それでも、窓から射し込む暖かな陽射しを浴びながら揺れにうつらうつらしていると、前世で電車に乗っていた感覚を思い出した。地下鉄だったから陽射しが射し込むことはなかったけれど、カタンカタンとリズムを刻む車両。他の乗客の話し声が微かにさざめきのように聴こえてくるのが心地良くて。
『石川』
不意に耳を穏やかな低い声が撫ぜる。ああ、この声は誰だっけ。名前を呼ばれるのがやけに久しい気がする。地下鉄に乗るといつも眠ってしまう俺を、いつもこの声が起こしてくれたのに……。
一際大きなガタンという揺れに、俺は微睡みから揺り起こされる。いかん、すっかり眠っていたらしい。
ぼんやりする頭を軽く振れば、艶やかな長い黒髪が揺れる。そろそろ鬱陶しいから切りたいんだが、周りから止められるんだよな。
「着きましたよ……ってお休みでしたか?」
馬車のドアを開けてくれたリボルが俺の様子を見て申し訳なさそうな顔をする。
「いや、ちょっとうたた寝をしただけだ」
「セイアッド様はすぐ無理をなさるから心配だ」
リボルの気遣いが嬉しくも擽ったい。彼は代々レヴォネ家に仕えてくれる騎士でセオドアと同じくらいの歳だった筈だ。白髪の混じる黒い短髪に鋭い目付き、厳ついガタイは初見では近寄り難いが、その実可愛いものが大好きというギャップがあるのだ。「私」にとってはもう一人の父親と言ってもいい人物で、昔から可愛がってもらっている自覚はある。
「大丈夫だ。あんまり暖かいからつい眠ってしまっただけだから」
「それならいいんですがね。これ以上老耄の心臓に悪い事はせんでください」
「まだそんな歳じゃないだろうに」
馬車を降りながらも無理するなと釘を刺されて思わず苦笑する。彼が言っているのは王都から帰ったセイアッドの事だ。
領地に着いて馬車を降りた時、古くから仕えてくれた者達には酷く驚かれてあれこれと世話を焼かれた。その筆頭がオルテガだった訳だが、うちの使用人にも領民達にも徹底的に世話を焼かれたものだ。
これだけ心配してくれる者達がいる事は、とても有難い事だと思う。前世の「俺」は自分を蔑ろにし続けて死んだ……のだろう。セイアッドがそうなる前に「俺」が介入出来た事で初めて「私」に見えたものが沢山ある。
セイアッドは愛されていたのだ。様々な人達から。それに気が付けた事が一番大きい気がする。
視察に付き合ってくれたリボルに礼を言い、赤と白それぞれ一本ずつワインを渡してから別れた。屋敷に戻れば出迎えてくれるのは執事のアルバートとダーランだ。
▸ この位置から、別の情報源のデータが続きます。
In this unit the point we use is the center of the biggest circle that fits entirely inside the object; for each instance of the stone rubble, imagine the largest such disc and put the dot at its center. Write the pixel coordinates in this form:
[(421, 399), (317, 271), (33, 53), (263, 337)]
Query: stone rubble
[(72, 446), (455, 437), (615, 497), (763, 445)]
アルバートはともかくとしてダーランが呼び出し以外で屋敷に来るのは珍しい。これは何かトラブルがあったか……。
俺の表情に思考を読んだのか、ダーランが苦笑する。予想が当たっているようで残念だ。
「おかえりー。報告と相談がある」
「……やっぱり」
「まあ、悪い話だけじゃないからさ」
「悪い話もあるんだろうが」
あんまり聞きたくないが、そうも言っていられない。アルバートにお土産を任せると、俺はダーランと連れ立って執務室に向かう。折角ちょっと楽しい気分だったんだが、こればかりは致し方ない。
オルテガとの晩酌を楽しみに今日を乗り切るとしよう。